Vertex distribution force includes a vertex repulsive force, a curvature attactive force, and a proximity-to-other-fluxons attractive force, in an attempt to evenly distribute vertices. Appears to work reasonably well but fails for two reasons: (1) it is grossly mismatched from the vertex placement algorithm, so that long time relaxation with occasional curvature fixing yields a net vertex flow; and (2) the force law doesn't scale properly with distance, so that very large flux systems become unstable.

f_vertex2

Do not use; kept for historical reasons.

f_vertex3

Do not use; kept for historical reasons.

f_vertex4

This is a two-component vertex distribution force that appears to scale the same way as the magnetic forces for the B-normalized case. It includes a 1/r^2 repulsive force between adjacent vertices (normalized to the square of the vertex length, so that the resultant force per unit length is independent of physical size). The curvature attractive force per unit length is also length independent, being determined only by the angles subtended by the vertices at either side of the subject vertex.

f_vertex4 tends to distribute the vertices too regularly, as it neglects the neighbor distance entirely. That leads to stability problems near concentrated footpoints in the photosphere, which propagate out to form the "seaweed effect" as the overlying field structures sway under the influence of instabilities at the footpoints.

f_vertex5

(Recommended)

This is a two-component vertex distribution force that works mainly by proximity to other fluxons: the main component is dependent on the ratio of segment length to nearest-neighbor distance, so that vertices tend to distribute themselves to equalize this ratio. There is an additional perturbation that is proportional to 1/r^2 along the fluxon (but scaled by 0.1), to help regularize the vertex behavior. f_vertex5 is the currently recommended vertex distribution force.

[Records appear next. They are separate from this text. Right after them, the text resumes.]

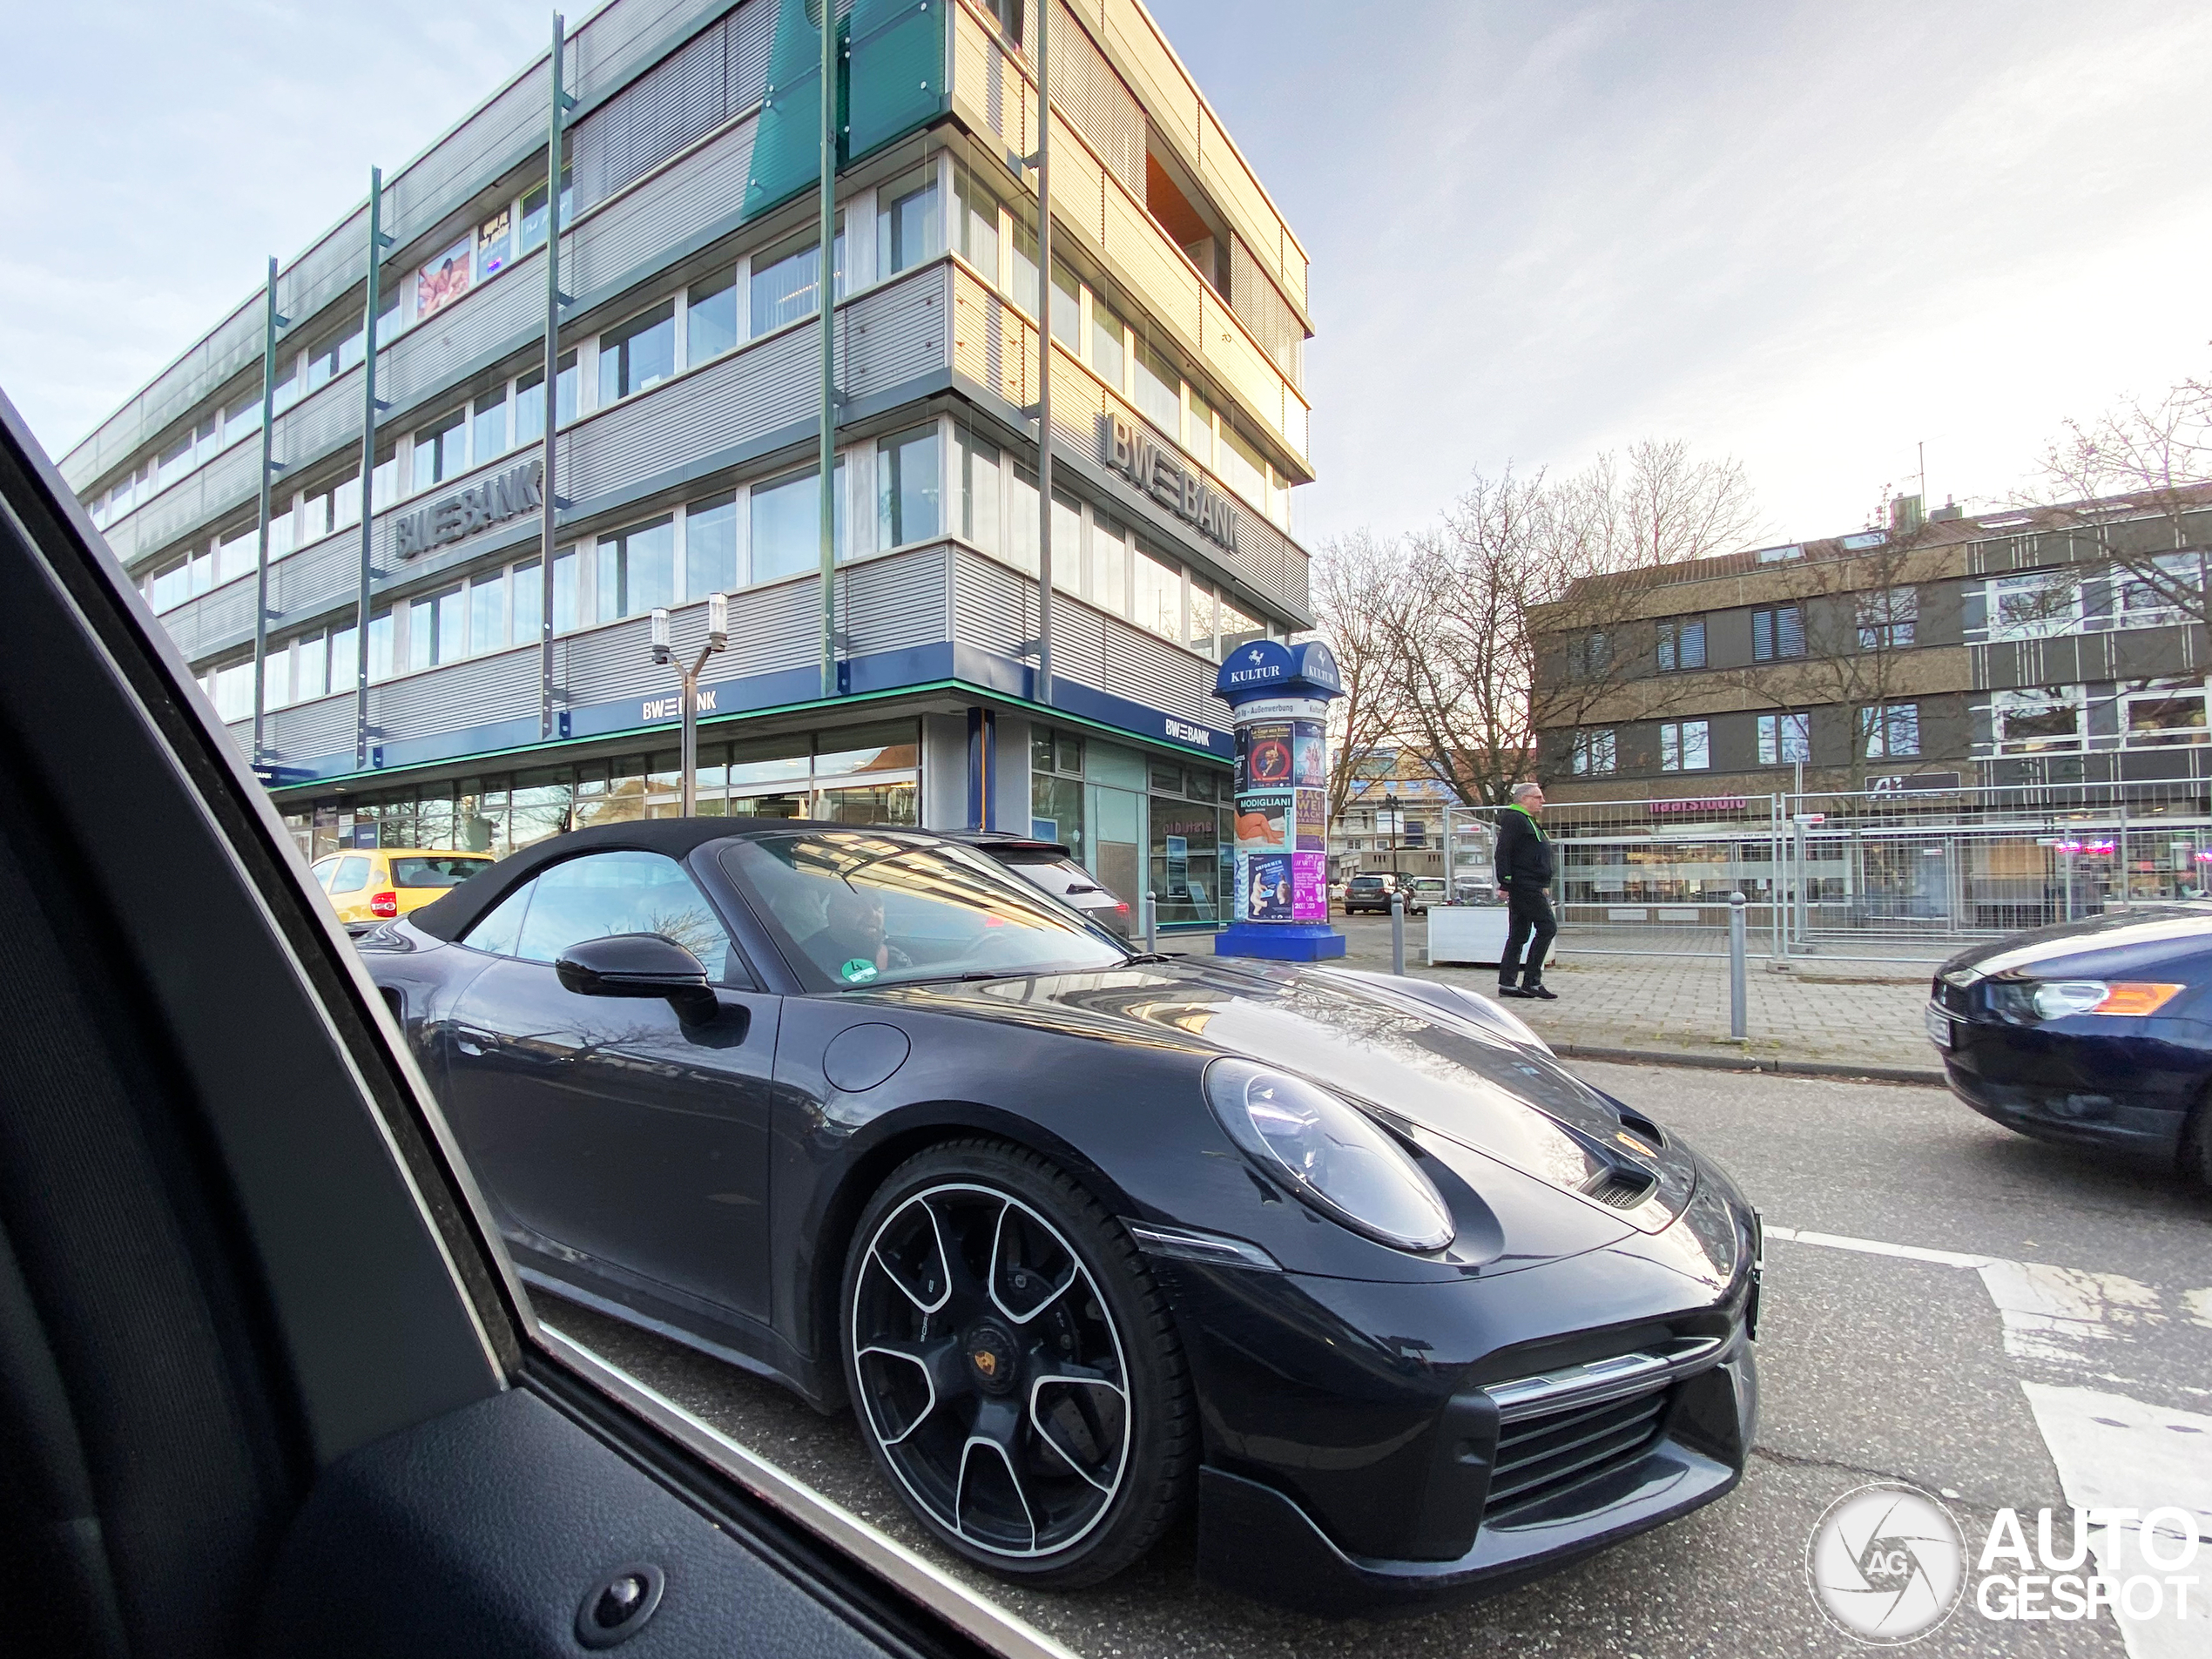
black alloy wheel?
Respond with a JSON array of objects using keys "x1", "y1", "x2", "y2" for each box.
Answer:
[{"x1": 841, "y1": 1140, "x2": 1193, "y2": 1584}]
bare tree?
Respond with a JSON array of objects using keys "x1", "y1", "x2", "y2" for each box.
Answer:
[
  {"x1": 1304, "y1": 443, "x2": 1763, "y2": 813},
  {"x1": 2033, "y1": 375, "x2": 2212, "y2": 624},
  {"x1": 1308, "y1": 529, "x2": 1415, "y2": 824}
]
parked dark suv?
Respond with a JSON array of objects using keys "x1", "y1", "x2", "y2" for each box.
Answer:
[{"x1": 1344, "y1": 872, "x2": 1423, "y2": 914}]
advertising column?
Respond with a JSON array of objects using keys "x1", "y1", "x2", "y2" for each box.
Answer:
[{"x1": 1213, "y1": 640, "x2": 1346, "y2": 961}]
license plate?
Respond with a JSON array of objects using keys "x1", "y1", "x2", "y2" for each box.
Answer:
[{"x1": 1924, "y1": 1003, "x2": 1953, "y2": 1049}]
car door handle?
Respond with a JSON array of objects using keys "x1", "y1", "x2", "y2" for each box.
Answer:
[{"x1": 457, "y1": 1037, "x2": 483, "y2": 1055}]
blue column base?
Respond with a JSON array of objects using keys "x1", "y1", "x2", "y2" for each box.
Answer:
[{"x1": 1213, "y1": 923, "x2": 1347, "y2": 961}]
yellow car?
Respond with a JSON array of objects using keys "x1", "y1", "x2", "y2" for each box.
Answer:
[{"x1": 311, "y1": 846, "x2": 494, "y2": 930}]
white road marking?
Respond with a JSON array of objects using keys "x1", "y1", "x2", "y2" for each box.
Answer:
[
  {"x1": 1770, "y1": 1225, "x2": 2212, "y2": 1659},
  {"x1": 2014, "y1": 1385, "x2": 2212, "y2": 1659}
]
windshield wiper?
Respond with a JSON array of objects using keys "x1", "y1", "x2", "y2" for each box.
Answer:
[{"x1": 1122, "y1": 952, "x2": 1181, "y2": 964}]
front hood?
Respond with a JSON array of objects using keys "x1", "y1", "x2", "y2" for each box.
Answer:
[
  {"x1": 1941, "y1": 905, "x2": 2212, "y2": 983},
  {"x1": 882, "y1": 957, "x2": 1696, "y2": 1232}
]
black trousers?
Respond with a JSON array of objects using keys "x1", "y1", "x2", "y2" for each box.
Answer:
[{"x1": 1499, "y1": 885, "x2": 1557, "y2": 988}]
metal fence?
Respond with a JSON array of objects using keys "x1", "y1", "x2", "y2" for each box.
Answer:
[{"x1": 1460, "y1": 779, "x2": 2212, "y2": 961}]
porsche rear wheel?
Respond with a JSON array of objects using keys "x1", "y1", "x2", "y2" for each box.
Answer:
[{"x1": 840, "y1": 1139, "x2": 1194, "y2": 1585}]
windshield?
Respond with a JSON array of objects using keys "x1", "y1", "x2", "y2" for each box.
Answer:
[
  {"x1": 390, "y1": 855, "x2": 491, "y2": 888},
  {"x1": 1349, "y1": 875, "x2": 1386, "y2": 889},
  {"x1": 723, "y1": 833, "x2": 1131, "y2": 989}
]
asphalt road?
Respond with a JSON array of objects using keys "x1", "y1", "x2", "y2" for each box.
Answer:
[{"x1": 543, "y1": 1062, "x2": 2212, "y2": 1658}]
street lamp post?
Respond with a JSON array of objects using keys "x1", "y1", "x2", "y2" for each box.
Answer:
[
  {"x1": 1383, "y1": 791, "x2": 1401, "y2": 879},
  {"x1": 651, "y1": 594, "x2": 728, "y2": 816}
]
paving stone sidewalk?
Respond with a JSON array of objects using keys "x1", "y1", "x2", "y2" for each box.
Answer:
[{"x1": 1325, "y1": 916, "x2": 1942, "y2": 1078}]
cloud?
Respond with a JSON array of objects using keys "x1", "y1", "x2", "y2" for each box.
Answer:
[{"x1": 1148, "y1": 0, "x2": 2212, "y2": 545}]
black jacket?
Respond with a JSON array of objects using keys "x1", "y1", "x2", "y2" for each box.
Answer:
[{"x1": 1494, "y1": 806, "x2": 1554, "y2": 888}]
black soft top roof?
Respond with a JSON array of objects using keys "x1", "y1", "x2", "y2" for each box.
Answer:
[{"x1": 407, "y1": 816, "x2": 927, "y2": 941}]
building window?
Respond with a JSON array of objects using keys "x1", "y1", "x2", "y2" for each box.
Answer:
[
  {"x1": 877, "y1": 426, "x2": 941, "y2": 548},
  {"x1": 1049, "y1": 257, "x2": 1080, "y2": 347},
  {"x1": 1217, "y1": 418, "x2": 1266, "y2": 510},
  {"x1": 596, "y1": 516, "x2": 677, "y2": 622},
  {"x1": 951, "y1": 158, "x2": 1001, "y2": 280},
  {"x1": 411, "y1": 409, "x2": 467, "y2": 493},
  {"x1": 598, "y1": 299, "x2": 677, "y2": 403},
  {"x1": 1134, "y1": 337, "x2": 1180, "y2": 437},
  {"x1": 1089, "y1": 517, "x2": 1129, "y2": 617},
  {"x1": 408, "y1": 585, "x2": 467, "y2": 671},
  {"x1": 517, "y1": 168, "x2": 572, "y2": 255},
  {"x1": 953, "y1": 428, "x2": 1004, "y2": 561},
  {"x1": 1656, "y1": 617, "x2": 1706, "y2": 672},
  {"x1": 469, "y1": 570, "x2": 509, "y2": 655},
  {"x1": 1988, "y1": 570, "x2": 2077, "y2": 640},
  {"x1": 1568, "y1": 631, "x2": 1611, "y2": 679},
  {"x1": 1133, "y1": 545, "x2": 1180, "y2": 641},
  {"x1": 1659, "y1": 719, "x2": 1710, "y2": 771},
  {"x1": 1091, "y1": 297, "x2": 1128, "y2": 389},
  {"x1": 471, "y1": 390, "x2": 508, "y2": 461},
  {"x1": 2113, "y1": 553, "x2": 2201, "y2": 628},
  {"x1": 476, "y1": 208, "x2": 513, "y2": 280},
  {"x1": 1857, "y1": 587, "x2": 1917, "y2": 650},
  {"x1": 1185, "y1": 383, "x2": 1216, "y2": 470},
  {"x1": 2123, "y1": 684, "x2": 2209, "y2": 747},
  {"x1": 512, "y1": 558, "x2": 543, "y2": 643},
  {"x1": 751, "y1": 223, "x2": 844, "y2": 338},
  {"x1": 1992, "y1": 689, "x2": 2082, "y2": 754},
  {"x1": 687, "y1": 270, "x2": 739, "y2": 363},
  {"x1": 1186, "y1": 579, "x2": 1217, "y2": 658},
  {"x1": 368, "y1": 608, "x2": 395, "y2": 682},
  {"x1": 876, "y1": 165, "x2": 941, "y2": 280},
  {"x1": 514, "y1": 352, "x2": 577, "y2": 445},
  {"x1": 1218, "y1": 595, "x2": 1264, "y2": 654},
  {"x1": 749, "y1": 461, "x2": 847, "y2": 583},
  {"x1": 685, "y1": 495, "x2": 738, "y2": 599},
  {"x1": 1861, "y1": 701, "x2": 1920, "y2": 759},
  {"x1": 304, "y1": 324, "x2": 363, "y2": 394},
  {"x1": 1751, "y1": 604, "x2": 1804, "y2": 661},
  {"x1": 1757, "y1": 712, "x2": 1810, "y2": 765},
  {"x1": 552, "y1": 547, "x2": 579, "y2": 633},
  {"x1": 414, "y1": 235, "x2": 475, "y2": 323},
  {"x1": 1571, "y1": 728, "x2": 1616, "y2": 775}
]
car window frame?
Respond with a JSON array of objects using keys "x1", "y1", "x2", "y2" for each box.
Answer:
[
  {"x1": 717, "y1": 828, "x2": 1135, "y2": 994},
  {"x1": 455, "y1": 846, "x2": 759, "y2": 991}
]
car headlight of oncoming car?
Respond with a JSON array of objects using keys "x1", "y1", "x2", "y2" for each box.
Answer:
[
  {"x1": 1204, "y1": 1059, "x2": 1454, "y2": 1251},
  {"x1": 1989, "y1": 978, "x2": 2184, "y2": 1022}
]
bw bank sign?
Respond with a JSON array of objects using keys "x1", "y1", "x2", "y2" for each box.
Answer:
[{"x1": 394, "y1": 460, "x2": 543, "y2": 559}]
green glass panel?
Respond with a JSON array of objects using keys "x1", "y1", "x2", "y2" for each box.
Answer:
[
  {"x1": 746, "y1": 0, "x2": 847, "y2": 220},
  {"x1": 847, "y1": 0, "x2": 947, "y2": 159}
]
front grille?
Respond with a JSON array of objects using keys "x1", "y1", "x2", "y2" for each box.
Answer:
[{"x1": 1485, "y1": 1383, "x2": 1672, "y2": 1518}]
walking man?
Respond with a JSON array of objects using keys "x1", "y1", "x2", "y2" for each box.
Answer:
[{"x1": 1494, "y1": 781, "x2": 1558, "y2": 1000}]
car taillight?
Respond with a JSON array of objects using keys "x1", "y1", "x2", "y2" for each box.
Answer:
[
  {"x1": 1116, "y1": 902, "x2": 1129, "y2": 914},
  {"x1": 369, "y1": 890, "x2": 399, "y2": 918}
]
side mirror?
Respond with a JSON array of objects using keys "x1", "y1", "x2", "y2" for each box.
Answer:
[{"x1": 556, "y1": 934, "x2": 714, "y2": 1019}]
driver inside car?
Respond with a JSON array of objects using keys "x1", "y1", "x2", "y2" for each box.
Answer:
[{"x1": 799, "y1": 884, "x2": 902, "y2": 981}]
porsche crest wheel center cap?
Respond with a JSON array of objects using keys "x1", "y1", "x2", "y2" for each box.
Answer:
[{"x1": 965, "y1": 1324, "x2": 1018, "y2": 1394}]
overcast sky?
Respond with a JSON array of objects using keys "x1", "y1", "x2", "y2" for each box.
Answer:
[{"x1": 7, "y1": 1, "x2": 2210, "y2": 550}]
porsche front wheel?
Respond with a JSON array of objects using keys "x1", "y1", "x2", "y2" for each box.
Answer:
[{"x1": 840, "y1": 1139, "x2": 1194, "y2": 1585}]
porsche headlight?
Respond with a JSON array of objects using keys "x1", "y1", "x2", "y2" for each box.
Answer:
[{"x1": 1204, "y1": 1059, "x2": 1454, "y2": 1251}]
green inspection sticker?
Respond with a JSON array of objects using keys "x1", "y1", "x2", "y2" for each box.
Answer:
[{"x1": 840, "y1": 959, "x2": 880, "y2": 984}]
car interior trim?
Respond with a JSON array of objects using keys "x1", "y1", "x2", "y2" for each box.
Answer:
[{"x1": 536, "y1": 1321, "x2": 1085, "y2": 1659}]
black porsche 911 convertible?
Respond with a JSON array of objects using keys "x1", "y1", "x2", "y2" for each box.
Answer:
[{"x1": 361, "y1": 819, "x2": 1760, "y2": 1615}]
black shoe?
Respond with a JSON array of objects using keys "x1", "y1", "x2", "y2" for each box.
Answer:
[
  {"x1": 1496, "y1": 985, "x2": 1530, "y2": 999},
  {"x1": 1521, "y1": 983, "x2": 1559, "y2": 1001}
]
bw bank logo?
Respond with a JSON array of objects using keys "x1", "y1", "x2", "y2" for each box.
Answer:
[{"x1": 1806, "y1": 1484, "x2": 1966, "y2": 1643}]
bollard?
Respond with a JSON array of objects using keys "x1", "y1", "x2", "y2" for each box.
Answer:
[
  {"x1": 1728, "y1": 890, "x2": 1748, "y2": 1040},
  {"x1": 1390, "y1": 888, "x2": 1406, "y2": 976},
  {"x1": 1143, "y1": 892, "x2": 1157, "y2": 954}
]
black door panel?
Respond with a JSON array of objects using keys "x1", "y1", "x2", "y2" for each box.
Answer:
[{"x1": 444, "y1": 954, "x2": 782, "y2": 1323}]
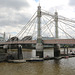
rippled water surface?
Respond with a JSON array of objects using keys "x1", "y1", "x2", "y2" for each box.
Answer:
[{"x1": 0, "y1": 48, "x2": 75, "y2": 75}]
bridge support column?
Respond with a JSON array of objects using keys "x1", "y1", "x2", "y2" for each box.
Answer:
[
  {"x1": 54, "y1": 44, "x2": 60, "y2": 57},
  {"x1": 3, "y1": 45, "x2": 8, "y2": 53},
  {"x1": 36, "y1": 51, "x2": 43, "y2": 58},
  {"x1": 17, "y1": 45, "x2": 23, "y2": 59},
  {"x1": 36, "y1": 38, "x2": 43, "y2": 58},
  {"x1": 67, "y1": 47, "x2": 69, "y2": 56},
  {"x1": 64, "y1": 46, "x2": 66, "y2": 55}
]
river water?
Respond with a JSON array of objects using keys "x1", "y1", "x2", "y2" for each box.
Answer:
[{"x1": 0, "y1": 48, "x2": 75, "y2": 75}]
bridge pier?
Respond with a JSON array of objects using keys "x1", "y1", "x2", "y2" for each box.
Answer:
[
  {"x1": 3, "y1": 45, "x2": 8, "y2": 53},
  {"x1": 64, "y1": 45, "x2": 69, "y2": 56},
  {"x1": 36, "y1": 38, "x2": 43, "y2": 58},
  {"x1": 54, "y1": 44, "x2": 60, "y2": 57},
  {"x1": 36, "y1": 51, "x2": 43, "y2": 58},
  {"x1": 17, "y1": 45, "x2": 23, "y2": 59}
]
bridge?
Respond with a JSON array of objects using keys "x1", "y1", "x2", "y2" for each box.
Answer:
[
  {"x1": 0, "y1": 5, "x2": 75, "y2": 45},
  {"x1": 1, "y1": 5, "x2": 75, "y2": 59}
]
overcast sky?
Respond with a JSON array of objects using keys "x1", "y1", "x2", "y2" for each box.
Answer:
[{"x1": 0, "y1": 0, "x2": 75, "y2": 38}]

Non-B-normalized force routines

Non-force physics routines

Reconnection

Reconnection is handled using a similar mechanism to force calculation. Reconnection routines accept a VERTEX pointer and a collection of parameters that are normally stored in the WORLD object. They are called by the routine vertex_recon_check, which in turn is called by the main entry point global_recon_check/code>. Both of those are in model.c.

Currently there is only one reconnection criterion; more are planned.

rc_a_ad2

This is a reconnection criterion that causes reconnection between adjacent segments if two criteria are met: a minimum angle and a minum angle/distance^2. Both angles are specified in radians.

rc_a_ad2_h

Same as rc_a_ad2, but with a sliding current threshold that falls off exponentially with altitude; this simulates a static atmosphere in a plane-parallel case

rc_a_ad2_loc

Same as rc_a_ad2, but with a sliding current threshold that falls off near a particular location, to induce reconnection only in a particular locus.